M35 (“label-axis fingerprint multiplier”) added a labelAxes field to the scaletest workload-archetype catalog. Its goal was to multiply the number of distinct demand “fingerprints” the harness presents, so BigFleet’s MatchProfile machinery is exercised against production-shaped cardinality rather than the handful of fingerprints that instance-type × zone alone produce.

The realistic catalog (test/scaletest/profiles/archetypes/realistic.yaml) declared labelAxes on its two highest-weight archetypes:

tiny-stateless (70 % of demand): scaletest.bigfleet/team × 40, scaletest.bigfleet/app × 20 → 800 distinct (team, app) buckets.
cpu-service (12 %): scaletest.bigfleet/team × 10.

The harness implements labelAxes by emitting them as required Pod nodeAffinity (load-driver’s MatchExpressions under RequiredDuringSchedulingIgnoredDuringExecution), and by stamping the same key/value pairs onto seeded machine Profile.Labels. The CR’s Requirements are then derived from the Pod’s node-affinity by the unschedulable-pod controller, so the axes reach BigFleet’s matching as intended.

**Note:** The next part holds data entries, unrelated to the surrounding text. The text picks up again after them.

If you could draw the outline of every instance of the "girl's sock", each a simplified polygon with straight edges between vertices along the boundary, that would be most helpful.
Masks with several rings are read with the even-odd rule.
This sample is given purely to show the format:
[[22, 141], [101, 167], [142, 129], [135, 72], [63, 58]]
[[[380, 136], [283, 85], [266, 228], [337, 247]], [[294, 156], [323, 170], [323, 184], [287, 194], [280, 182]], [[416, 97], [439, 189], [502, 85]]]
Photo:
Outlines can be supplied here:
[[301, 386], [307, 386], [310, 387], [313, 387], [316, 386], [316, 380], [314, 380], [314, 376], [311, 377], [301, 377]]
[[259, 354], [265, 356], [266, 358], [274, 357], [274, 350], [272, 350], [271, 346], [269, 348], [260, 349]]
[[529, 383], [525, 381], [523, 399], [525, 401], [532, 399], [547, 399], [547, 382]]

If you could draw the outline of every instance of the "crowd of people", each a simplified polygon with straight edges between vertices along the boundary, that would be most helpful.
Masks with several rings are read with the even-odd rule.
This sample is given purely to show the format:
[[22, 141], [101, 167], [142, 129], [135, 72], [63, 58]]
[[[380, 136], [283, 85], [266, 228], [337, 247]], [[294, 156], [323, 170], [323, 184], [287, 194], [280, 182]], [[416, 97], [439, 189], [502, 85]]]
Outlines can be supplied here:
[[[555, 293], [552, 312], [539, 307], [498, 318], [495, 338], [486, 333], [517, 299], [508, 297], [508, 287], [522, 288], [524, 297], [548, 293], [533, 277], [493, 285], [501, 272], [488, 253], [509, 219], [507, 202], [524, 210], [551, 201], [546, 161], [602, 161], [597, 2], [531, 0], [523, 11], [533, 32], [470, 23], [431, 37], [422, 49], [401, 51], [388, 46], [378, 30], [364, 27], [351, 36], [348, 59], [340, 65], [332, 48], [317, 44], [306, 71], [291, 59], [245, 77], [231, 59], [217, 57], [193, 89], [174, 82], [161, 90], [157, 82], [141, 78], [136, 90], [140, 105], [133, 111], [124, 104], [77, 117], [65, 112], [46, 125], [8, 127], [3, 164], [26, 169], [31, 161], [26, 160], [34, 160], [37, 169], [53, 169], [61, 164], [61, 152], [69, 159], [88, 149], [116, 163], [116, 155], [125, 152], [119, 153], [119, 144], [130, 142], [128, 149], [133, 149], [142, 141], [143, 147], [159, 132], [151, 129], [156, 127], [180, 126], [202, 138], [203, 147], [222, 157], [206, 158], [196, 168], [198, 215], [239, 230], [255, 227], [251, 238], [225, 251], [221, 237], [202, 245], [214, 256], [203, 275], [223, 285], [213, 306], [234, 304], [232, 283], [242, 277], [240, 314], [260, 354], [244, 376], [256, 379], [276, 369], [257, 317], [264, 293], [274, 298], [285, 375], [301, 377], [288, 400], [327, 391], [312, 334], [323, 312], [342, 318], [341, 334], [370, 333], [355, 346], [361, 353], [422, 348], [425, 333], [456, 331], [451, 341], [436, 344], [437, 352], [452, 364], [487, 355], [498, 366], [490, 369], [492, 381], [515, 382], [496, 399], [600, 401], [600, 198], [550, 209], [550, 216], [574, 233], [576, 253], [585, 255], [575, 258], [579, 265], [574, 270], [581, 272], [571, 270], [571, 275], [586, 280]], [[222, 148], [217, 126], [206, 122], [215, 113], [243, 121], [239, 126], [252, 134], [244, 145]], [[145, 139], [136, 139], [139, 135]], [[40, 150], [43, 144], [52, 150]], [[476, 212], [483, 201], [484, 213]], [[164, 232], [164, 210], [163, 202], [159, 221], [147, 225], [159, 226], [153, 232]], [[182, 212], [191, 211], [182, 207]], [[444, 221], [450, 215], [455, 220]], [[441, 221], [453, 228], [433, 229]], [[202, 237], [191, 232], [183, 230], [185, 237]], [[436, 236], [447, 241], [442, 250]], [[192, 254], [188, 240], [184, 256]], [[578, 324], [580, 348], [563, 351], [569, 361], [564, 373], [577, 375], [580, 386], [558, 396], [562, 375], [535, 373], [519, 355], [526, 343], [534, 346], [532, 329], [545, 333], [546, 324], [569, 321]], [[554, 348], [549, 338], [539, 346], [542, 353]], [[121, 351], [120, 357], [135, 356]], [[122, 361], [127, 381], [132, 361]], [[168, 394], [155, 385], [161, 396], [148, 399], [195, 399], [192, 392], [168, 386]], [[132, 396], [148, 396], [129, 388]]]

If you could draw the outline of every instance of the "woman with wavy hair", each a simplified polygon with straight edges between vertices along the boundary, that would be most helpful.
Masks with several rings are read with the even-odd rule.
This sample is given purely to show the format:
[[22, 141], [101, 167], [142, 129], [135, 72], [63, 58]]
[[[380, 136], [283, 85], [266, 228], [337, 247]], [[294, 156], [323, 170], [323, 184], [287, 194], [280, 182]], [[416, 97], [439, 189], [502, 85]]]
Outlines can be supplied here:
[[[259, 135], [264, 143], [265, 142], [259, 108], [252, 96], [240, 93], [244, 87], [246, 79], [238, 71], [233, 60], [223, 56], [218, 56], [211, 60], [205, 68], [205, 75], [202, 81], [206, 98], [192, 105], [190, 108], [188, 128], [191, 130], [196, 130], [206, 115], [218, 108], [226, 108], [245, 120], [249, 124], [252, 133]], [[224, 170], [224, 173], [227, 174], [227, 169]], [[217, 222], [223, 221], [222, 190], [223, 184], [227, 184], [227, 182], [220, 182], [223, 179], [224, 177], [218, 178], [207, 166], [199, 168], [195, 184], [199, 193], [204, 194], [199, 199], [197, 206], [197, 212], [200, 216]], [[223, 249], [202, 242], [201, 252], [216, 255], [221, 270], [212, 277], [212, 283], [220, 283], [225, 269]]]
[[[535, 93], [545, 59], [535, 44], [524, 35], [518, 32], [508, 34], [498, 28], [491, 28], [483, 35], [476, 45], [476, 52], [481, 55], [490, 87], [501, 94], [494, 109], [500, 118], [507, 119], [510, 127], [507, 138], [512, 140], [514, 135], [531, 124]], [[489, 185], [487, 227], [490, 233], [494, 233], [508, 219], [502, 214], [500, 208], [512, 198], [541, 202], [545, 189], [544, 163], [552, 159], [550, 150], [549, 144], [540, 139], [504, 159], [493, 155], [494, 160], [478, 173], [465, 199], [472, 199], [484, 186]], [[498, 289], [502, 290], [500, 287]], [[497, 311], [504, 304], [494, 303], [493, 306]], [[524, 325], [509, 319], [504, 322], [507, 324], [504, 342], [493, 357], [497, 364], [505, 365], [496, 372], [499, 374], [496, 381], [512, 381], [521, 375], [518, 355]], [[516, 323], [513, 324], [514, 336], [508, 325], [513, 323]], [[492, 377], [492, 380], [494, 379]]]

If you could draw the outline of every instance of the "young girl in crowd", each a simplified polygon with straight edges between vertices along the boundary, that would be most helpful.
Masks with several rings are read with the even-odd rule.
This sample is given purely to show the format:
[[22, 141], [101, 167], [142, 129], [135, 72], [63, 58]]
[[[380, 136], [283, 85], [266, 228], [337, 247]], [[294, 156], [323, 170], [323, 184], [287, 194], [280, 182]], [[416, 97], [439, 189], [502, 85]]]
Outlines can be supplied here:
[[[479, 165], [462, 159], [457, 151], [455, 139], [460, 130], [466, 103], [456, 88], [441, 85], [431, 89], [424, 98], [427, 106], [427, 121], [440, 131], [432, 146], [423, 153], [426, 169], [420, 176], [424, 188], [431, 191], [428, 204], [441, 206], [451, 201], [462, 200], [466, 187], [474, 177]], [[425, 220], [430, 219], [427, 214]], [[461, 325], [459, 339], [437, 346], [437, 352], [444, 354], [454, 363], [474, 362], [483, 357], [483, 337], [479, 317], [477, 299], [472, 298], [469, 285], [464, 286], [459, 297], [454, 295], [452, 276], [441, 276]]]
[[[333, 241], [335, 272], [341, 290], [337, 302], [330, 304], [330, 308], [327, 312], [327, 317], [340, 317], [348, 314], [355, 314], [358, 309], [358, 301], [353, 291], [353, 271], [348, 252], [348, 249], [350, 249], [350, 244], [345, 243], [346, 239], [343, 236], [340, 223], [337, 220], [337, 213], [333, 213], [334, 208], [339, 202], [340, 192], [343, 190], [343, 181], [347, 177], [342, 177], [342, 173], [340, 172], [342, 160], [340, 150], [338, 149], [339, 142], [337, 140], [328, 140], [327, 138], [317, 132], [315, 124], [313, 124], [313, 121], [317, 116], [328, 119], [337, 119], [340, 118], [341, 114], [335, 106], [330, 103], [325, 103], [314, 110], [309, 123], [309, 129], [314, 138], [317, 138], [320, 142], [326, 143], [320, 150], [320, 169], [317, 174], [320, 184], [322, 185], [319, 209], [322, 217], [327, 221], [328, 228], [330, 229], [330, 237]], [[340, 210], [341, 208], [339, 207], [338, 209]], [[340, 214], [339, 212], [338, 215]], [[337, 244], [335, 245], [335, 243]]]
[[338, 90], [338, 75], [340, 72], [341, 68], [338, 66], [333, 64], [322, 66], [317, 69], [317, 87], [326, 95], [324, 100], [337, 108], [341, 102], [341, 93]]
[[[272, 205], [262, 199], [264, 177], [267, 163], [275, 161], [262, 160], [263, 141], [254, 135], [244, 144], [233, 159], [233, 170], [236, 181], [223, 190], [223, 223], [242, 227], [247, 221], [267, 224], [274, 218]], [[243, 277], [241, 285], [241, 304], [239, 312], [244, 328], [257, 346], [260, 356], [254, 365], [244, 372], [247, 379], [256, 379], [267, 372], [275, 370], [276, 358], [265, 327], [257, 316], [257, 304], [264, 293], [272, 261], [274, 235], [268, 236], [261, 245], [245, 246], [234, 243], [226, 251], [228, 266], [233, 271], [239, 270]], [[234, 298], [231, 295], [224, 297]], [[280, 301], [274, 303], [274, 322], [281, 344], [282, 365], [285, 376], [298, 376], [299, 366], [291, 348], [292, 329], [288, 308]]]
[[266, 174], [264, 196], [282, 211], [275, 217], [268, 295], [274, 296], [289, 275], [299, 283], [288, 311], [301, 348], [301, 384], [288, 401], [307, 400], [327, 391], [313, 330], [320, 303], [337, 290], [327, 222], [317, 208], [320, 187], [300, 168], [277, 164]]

But nodeAffinity is also what kube-scheduler uses to place Pods on Nodes. bigfleet-uber #41 measured the consequence directly from kube-scheduler’s /metrics on the canonical catalog: the NodeAffinity filter plugin rejected 98.6 % of placement attempts (322,846 rejects / 4,539 passes), versus 68 % on a catalog with no labelAxes. Each tiny-stateless Pod requires a Node carrying its specific (team, app) — one of 800 buckets — so the overwhelming majority of Pods have no matching Node at all, and steady-state bind plateaued at 9.5 % of target. The synthetic axis cardinality, not the substrate, was the gate.

The modelling error is the conflation. team and app are Pod labels in the real world — ownership and cost-allocation metadata. Production Pods do not declare nodeAffinity onto team/app: real node affinity selects instance-type, zone, GPU model, CPU architecture, and similar hardware attributes. Routing a synthetic cardinality multiplier through the Pod’s scheduler-visible nodeAffinity made kube-scheduler reject realistic placements that a real cluster would accept. It is an artifact, not realism.

Decision

The scaletest catalog’s node-affinity dimensions must mirror realistic production node affinity: instance-type, zone, and hardware attributes only. Synthetic ownership axes (team, app) are not valid node-affinity dimensions.

The labelAxes blocks are removed from realistic.yaml. The labelAxes mechanism (archetype.LabelAxis, Archetype.PickLabels) is retained as a general capability — a future catalog may legitimately use it for a real node-affinity axis such as CPU architecture or GPU model — but the realistic catalog declares none.

Consequences

kube-scheduler NodeAffinity rejection drops back toward the instance-type × zone baseline; steady state becomes reachable, which is the precondition for ADR-0035’s steady-state SLO measurement.
BigFleet’s demand-fingerprint cardinality drops to what instance-type × zone produces across the catalog (~75 distinct fingerprints). This is accepted: that is the cardinality a real fleet’s node-affinity actually presents. ADR-0017’s concern — per-CR binding latency versus fingerprint fan-out — still holds; this ADR only sets the cardinality to a realistic level rather than a synthetic one.
M35’s label-axis multiplier no longer affects the realistic catalog. If a future need to stress BigFleet’s matching beyond realistic node-affinity cardinality arises, it must be modelled somewhere other than Pod nodeAffinity — and justified against a real workload pattern first.